Nano Kernel Benchmark
Validazione empirica del nano kernel su Qwen2.5 0.5B-7B e DeepSeek Base: scoperta dell'uncanny valley.
Cos'è
EAR_NANO_KERNEL_BENCHMARK_REPORT documenta la validazione empirica del nano kernel: misura quanto della struttura ontologica EAR sopravvive alla compressione 12.8× e se modelli di taglie diverse riescono a operarci. È "nano" perché si riferisce al nano kernel come oggetto sotto test.
Quando usarlo
Da consultare prima di scegliere un modello target per deployment EAR — mobile, edge, o cloud. Il report fornisce indicazioni concrete: per dispositivo mobile (8K context, ~2GB VRAM) Qwen2.5 3B Instruct in 4-bit lascia 5500 token liberi e raggiunge il 100%; per cloud i modelli base grandi (DeepSeek Base) garantiscono il transfer migliore su domini novelli.
Cosa contiene
Metrica: punteggio percentuale su 9 domande organizzate in 4 livelli (Foundations Q1-Q2, Structure Q3-Q4, Connections Q5-Q6, Applications Q7-Q8, Transfer Q9 su sistema immunitario). Modelli testati: Qwen2.5 0.5B / 3B / 7B Instruct (4-bit, Colab T4) e DeepSeek Base (~67B, API). Risultati principali: Qwen 0.5B ≈ 70%, Qwen 3B 100% (sweet spot), Qwen 7B 94% ma solo 50% sul transfer Q9, DeepSeek 100%+ con mapping completo delle 4 fasi di risonanza al sistema immunitario.

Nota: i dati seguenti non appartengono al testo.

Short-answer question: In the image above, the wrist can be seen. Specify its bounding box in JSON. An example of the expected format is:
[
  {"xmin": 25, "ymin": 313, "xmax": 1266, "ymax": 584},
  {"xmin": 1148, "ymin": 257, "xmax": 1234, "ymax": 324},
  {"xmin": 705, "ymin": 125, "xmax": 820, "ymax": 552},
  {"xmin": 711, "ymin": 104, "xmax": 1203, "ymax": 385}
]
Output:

Scoperta chiave — l'uncanny valley: la performance non è monotona con la dimensione. I modelli mid-size Instruct (7B) interpolano con i pattern di training e perdono flessibilità ontologica; piccoli (più "permeabili") e grandi (capaci di compartimentalizzare) performano meglio. L'interpretazione lega il fenomeno a RLHF: troppi vincoli ⇄ riducono la flessibilità Δ (P6).
Come usarlo
Riferimento per scelta modello, per replica del protocollo (9 domande, livelli, scoring) e per calibrare aspettative su transfer cross-dominio. Le tabelle di liberazione del context window (8K/32K/128K) guidano il sizing del prompt budget.
Note
Versione 1.0, datata 2026-01-21, status "Research Summary". Limiti dichiarati: Qwen 32B non testato, confronto Base vs Instruct ancora da completare, latenza mobile reale e benchmark multi-modale rinviati al future work.